Sound environmental policy or eco-ideology? In some countries hardcore environmentalists still resist nuclear power despite it being the most economically clean and truly sustainable energy option available. It also allows us to avoid stifling oil–dependence and additional pollution of the atmosphere. Those opposed to utilizing nuclear have of course dramatically over emphasized any potential problems that it may harbour. So rather than alleviating atmospheric pollution it leaves it at the mercy of the economically illiterate carbon–trading schemes. Similarly environmental activists, such as Greenpeace, have also resisted technologies like carbon capture and sequestration, exposing themselves to the accusation of being 21st Century Luddites. This increasingly compromises their credibility as environmentally responsible citizens.
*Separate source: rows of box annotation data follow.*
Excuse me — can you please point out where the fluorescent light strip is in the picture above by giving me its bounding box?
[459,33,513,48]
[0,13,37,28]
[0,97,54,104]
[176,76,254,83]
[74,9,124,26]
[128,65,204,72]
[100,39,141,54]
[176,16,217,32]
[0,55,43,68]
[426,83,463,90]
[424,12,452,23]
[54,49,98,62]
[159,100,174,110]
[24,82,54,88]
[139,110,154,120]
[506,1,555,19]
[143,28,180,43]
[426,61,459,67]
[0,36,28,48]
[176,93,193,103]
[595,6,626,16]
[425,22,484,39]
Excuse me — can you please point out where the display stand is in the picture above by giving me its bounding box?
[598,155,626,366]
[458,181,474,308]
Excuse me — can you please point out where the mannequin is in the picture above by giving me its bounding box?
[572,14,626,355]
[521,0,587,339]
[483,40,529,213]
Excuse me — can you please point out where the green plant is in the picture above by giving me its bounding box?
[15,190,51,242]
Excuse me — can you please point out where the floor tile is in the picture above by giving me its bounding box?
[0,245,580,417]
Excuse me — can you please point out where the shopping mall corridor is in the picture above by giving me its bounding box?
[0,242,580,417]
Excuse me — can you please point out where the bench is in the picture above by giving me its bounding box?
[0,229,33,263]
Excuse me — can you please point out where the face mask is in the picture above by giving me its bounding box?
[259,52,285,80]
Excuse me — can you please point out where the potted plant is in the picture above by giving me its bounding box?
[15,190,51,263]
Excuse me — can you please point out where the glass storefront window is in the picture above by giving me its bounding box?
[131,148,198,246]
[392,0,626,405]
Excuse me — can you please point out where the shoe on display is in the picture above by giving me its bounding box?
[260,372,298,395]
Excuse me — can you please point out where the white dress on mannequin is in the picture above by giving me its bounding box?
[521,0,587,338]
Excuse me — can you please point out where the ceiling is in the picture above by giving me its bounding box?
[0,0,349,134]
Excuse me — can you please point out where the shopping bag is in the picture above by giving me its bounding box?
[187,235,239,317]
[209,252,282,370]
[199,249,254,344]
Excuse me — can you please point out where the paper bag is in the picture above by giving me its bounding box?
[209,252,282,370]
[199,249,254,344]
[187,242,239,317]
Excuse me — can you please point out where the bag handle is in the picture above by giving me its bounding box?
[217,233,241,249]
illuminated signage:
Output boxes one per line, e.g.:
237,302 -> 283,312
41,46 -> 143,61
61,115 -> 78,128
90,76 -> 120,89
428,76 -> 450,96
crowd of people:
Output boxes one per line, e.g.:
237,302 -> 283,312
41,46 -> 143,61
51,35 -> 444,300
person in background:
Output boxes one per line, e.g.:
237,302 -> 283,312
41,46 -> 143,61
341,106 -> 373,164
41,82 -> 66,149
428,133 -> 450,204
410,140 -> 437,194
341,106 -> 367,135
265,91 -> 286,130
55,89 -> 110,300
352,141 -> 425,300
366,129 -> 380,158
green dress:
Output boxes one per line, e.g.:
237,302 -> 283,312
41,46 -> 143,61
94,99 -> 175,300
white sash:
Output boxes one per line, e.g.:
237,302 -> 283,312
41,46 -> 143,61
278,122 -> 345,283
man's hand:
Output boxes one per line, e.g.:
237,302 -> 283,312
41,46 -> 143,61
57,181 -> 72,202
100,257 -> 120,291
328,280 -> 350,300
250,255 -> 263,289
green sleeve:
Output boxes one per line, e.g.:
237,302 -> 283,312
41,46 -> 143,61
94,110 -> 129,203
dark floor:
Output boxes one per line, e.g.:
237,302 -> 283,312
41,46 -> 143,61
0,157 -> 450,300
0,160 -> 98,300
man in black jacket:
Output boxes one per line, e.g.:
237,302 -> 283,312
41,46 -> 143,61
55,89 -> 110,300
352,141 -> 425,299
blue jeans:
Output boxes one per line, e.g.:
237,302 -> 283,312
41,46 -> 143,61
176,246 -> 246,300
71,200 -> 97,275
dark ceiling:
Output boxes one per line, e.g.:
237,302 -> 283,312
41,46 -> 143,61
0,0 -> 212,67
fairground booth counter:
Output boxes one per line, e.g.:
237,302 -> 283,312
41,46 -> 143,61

Now environmentalists are giving us yet another example of imprudent opposition to new technology. Scientists at Columbia University are developing a new appliance called the carbon dioxide (CO2) scrubber. In as single day alone it can remove a ton of CO2 from the air. Speaking for the research team Klaus Lackner guesses that this device could prove an efficient way to minimize the atmospheric CO2 levels:

While some see the scrubber as an efficient and economical way to reduce atmospheric carbon dioxide, many environmentalists are opposing the technology because it allows people to use fossil fuels and emit carbon in the first place.

After decades of investment renewable energies have yet to deliver their required cost-effectiveness. Therefore it is not prudent to flat-out reject other technological solutions which are often much cheaper than reducing CO2 emissions at the source. This whole issue of green campaigning reeks of special interest groups and doesn’t reflect the pursuit of the noble cause of saving our planet.